Extracting the date of the latest message from an mbox file

How would I go about extracting the "Date:" header for the latest received message in an mbox file?

Note that it's not simply an issue of grep'ing for the latest occurrence of "^Date:", since it might as well be the date from a quoted reply, not actually the latest message received.

So, probably, some proper parsing would have to be involved.

grepmail seems to be good at grinding through mbox'es intelligently, however I can't seem to find a way to achieve this seemingly trivial task with it.

Any input?

Thanks.

E: Okay, I'm officially thick. ls -l mbox would probably do.
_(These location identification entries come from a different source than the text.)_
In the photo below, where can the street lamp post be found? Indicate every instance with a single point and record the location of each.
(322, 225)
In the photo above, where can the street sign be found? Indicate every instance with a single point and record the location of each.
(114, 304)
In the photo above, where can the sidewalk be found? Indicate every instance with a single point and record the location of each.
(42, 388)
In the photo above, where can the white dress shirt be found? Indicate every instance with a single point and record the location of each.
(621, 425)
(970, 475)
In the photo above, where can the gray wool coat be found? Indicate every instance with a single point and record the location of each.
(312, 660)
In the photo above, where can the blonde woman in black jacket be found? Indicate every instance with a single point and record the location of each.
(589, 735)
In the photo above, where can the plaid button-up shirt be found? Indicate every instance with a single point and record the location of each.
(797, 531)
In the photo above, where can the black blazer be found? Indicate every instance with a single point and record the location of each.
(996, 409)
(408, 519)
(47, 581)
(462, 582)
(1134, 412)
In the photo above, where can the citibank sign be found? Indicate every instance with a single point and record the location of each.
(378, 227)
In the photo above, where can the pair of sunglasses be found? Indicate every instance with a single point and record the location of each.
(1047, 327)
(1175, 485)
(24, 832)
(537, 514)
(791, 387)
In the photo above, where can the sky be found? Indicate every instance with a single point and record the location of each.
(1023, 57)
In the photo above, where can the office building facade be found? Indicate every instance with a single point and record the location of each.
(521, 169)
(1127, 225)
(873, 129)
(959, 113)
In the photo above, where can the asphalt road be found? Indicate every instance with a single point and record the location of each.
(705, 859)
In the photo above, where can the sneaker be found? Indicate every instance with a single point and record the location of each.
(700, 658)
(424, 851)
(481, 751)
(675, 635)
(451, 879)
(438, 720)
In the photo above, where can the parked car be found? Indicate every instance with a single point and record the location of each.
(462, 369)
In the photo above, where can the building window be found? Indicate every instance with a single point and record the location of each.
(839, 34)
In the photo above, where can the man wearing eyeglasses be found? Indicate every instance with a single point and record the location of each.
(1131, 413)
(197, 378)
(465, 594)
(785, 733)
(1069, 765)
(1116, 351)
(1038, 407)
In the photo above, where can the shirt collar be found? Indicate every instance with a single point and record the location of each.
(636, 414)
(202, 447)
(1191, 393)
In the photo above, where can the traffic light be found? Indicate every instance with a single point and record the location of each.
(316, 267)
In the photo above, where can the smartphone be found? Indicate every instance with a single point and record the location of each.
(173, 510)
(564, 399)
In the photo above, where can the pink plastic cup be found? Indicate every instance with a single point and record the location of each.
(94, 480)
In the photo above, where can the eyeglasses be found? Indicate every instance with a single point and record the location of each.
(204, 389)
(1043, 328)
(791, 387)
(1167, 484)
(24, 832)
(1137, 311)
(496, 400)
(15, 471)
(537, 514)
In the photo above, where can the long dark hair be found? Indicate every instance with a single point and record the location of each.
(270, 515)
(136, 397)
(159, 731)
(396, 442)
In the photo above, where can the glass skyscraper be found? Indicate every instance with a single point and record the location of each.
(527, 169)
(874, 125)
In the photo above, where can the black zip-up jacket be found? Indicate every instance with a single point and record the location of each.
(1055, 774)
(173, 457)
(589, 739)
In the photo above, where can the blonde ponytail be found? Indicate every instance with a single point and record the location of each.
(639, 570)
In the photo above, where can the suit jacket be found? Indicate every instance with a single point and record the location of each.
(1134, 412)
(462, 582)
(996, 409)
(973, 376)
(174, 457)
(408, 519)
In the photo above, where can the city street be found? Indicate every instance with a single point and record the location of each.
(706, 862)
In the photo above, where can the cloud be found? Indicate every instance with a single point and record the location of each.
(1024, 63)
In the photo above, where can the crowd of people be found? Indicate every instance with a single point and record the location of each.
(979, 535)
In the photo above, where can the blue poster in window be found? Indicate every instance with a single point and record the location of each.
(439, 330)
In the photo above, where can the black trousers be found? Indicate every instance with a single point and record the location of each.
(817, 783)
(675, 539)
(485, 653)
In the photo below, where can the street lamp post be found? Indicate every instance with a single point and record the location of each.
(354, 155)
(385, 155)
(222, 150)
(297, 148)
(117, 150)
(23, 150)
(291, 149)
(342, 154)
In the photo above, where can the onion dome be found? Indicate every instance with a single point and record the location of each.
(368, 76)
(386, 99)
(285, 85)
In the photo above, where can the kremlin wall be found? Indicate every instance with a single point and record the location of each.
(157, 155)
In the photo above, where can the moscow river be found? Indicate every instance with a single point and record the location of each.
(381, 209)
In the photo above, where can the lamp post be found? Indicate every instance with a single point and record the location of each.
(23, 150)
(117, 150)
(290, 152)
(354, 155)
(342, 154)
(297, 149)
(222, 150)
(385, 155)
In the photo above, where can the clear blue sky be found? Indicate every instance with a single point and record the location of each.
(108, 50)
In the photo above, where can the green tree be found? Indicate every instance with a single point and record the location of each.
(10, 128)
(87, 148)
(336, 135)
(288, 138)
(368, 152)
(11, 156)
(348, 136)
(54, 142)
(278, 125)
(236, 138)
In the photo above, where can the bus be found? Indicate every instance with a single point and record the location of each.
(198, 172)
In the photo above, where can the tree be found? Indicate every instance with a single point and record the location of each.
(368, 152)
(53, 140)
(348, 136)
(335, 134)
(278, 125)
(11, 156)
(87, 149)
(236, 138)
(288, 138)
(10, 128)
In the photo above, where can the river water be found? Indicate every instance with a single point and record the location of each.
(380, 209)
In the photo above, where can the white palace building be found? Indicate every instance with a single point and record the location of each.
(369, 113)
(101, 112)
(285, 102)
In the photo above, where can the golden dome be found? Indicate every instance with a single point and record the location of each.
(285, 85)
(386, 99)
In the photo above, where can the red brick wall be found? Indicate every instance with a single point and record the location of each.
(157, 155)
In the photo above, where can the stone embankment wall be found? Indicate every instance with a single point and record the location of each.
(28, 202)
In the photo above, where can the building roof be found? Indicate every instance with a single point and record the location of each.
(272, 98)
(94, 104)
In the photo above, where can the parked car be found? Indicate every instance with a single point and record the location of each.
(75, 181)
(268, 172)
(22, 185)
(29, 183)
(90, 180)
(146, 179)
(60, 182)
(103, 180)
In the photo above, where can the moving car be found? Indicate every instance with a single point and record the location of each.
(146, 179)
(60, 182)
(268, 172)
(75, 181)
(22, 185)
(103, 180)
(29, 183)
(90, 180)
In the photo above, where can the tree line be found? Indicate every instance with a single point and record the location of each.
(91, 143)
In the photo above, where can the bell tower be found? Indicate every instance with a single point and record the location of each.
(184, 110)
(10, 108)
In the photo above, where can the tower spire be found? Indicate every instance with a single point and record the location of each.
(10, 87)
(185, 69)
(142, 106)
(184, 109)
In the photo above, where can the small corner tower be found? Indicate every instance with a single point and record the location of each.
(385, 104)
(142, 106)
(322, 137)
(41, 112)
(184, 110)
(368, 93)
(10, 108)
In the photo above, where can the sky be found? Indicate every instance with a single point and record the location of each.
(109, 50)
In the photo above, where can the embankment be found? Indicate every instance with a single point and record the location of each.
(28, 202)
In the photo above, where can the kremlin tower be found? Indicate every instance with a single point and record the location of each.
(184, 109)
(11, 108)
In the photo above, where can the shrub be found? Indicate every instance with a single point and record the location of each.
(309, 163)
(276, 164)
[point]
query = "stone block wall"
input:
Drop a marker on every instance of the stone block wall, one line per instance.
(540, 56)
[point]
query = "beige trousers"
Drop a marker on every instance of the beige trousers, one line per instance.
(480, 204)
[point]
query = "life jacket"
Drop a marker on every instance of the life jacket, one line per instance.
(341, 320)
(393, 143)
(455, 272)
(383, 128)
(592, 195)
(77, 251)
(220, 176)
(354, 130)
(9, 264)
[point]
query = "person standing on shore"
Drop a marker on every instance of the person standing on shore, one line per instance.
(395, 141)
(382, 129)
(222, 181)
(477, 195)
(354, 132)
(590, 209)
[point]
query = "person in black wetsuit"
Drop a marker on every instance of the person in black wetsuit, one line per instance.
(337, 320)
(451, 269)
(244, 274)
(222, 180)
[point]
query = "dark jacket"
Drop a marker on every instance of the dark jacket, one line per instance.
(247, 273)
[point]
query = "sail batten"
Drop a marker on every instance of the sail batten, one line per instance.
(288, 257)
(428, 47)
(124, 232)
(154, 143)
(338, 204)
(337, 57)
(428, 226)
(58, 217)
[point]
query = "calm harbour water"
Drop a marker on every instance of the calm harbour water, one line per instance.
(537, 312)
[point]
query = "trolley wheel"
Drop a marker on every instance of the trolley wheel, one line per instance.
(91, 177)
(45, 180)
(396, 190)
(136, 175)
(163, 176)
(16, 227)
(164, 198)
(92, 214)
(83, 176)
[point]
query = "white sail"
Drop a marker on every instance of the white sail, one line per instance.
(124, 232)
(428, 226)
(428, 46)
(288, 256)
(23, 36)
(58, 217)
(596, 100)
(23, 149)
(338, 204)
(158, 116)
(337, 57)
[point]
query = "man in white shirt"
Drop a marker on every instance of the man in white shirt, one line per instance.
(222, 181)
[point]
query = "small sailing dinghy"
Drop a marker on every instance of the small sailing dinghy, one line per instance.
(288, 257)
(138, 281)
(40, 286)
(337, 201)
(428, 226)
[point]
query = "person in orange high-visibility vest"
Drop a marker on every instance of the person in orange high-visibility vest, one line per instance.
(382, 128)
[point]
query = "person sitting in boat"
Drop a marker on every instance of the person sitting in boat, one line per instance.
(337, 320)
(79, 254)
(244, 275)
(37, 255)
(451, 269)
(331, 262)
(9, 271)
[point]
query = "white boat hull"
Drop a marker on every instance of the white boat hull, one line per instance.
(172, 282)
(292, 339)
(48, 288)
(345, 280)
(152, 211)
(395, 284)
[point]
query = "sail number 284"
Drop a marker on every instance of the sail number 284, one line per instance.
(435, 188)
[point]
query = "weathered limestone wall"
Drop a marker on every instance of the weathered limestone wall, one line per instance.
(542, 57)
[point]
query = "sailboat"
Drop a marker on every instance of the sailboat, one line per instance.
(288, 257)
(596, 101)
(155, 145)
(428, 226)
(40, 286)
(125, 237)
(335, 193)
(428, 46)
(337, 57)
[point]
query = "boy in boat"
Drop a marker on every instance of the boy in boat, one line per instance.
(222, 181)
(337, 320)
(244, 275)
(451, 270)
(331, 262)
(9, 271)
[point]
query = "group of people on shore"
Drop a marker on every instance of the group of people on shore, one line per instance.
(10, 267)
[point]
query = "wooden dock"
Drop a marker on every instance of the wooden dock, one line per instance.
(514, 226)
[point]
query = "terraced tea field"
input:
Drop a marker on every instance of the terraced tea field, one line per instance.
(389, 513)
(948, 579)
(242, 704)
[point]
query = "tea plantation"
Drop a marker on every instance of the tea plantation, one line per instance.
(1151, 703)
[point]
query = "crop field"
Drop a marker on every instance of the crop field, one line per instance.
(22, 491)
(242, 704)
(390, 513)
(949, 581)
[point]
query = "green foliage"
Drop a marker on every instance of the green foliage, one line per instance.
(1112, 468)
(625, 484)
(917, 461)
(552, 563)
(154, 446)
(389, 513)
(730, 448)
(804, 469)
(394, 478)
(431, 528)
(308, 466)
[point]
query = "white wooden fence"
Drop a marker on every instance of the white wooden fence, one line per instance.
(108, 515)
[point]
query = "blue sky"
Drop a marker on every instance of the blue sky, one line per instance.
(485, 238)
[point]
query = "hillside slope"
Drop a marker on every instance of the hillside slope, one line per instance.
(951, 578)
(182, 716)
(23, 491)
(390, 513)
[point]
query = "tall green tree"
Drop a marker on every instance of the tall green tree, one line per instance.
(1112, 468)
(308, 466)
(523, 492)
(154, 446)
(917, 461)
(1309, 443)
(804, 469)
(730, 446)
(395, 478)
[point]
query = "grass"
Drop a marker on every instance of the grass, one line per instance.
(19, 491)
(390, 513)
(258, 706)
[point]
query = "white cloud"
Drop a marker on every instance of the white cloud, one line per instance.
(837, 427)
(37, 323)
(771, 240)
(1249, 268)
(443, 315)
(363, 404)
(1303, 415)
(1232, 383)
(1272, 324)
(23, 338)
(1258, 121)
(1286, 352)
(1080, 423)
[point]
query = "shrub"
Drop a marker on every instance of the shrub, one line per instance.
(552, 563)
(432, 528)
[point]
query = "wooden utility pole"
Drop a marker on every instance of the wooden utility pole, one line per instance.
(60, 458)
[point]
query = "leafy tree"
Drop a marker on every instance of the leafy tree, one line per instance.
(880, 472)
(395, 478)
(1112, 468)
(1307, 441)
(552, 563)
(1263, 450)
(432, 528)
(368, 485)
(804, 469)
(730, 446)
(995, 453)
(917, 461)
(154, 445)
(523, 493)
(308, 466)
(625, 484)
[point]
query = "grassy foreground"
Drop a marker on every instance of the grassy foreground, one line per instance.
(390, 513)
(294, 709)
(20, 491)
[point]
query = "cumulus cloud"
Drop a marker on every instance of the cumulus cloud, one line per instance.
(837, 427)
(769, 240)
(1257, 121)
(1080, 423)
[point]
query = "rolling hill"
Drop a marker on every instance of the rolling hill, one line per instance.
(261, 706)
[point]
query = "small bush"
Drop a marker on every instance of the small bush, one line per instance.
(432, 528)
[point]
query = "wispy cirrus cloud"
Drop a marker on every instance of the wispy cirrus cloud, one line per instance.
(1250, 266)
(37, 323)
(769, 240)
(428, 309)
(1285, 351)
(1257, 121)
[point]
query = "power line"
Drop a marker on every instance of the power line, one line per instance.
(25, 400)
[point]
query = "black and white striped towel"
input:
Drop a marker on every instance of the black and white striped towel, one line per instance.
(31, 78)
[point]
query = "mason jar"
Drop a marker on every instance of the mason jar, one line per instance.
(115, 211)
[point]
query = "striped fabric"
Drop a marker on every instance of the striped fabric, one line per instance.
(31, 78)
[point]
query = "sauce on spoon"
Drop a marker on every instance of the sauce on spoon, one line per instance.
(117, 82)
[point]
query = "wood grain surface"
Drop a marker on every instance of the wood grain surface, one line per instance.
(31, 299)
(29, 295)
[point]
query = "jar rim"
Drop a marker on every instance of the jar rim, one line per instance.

So there.

Still, I'd be very interested in a more creative approach.


Solution 1:

Since you need something that understands the actual mbox format the canonical mail client mail or the customary more capable replacement mailx come to mind.

mailx  -f /path/to/mbox -H 

Since new messages are appended that should list your messages in order of reception.

Solution 2:

As a starting point you could do something like this to find the From line at the start of the last mail.

tac "$MAIL" | grep -m1 '^From '

A line starting with From indicates the starting point of a mail within the mbox file. It also contains the time at which it was received, which is usually more reliable than any other timestamp found within the mail headers.

If you specifically want a Date header and not the From line, you could do something like this:

tac "$MAIL" | awk '/^Date: / {print} ; /^From / {exit}' | tail -1

This will print the first line starting with Date: in the last mail. However if the headers of the last mail have no Date header, it could still be matching the contents rather than header, so you would somehow need to ensure the mail actually has a Date header.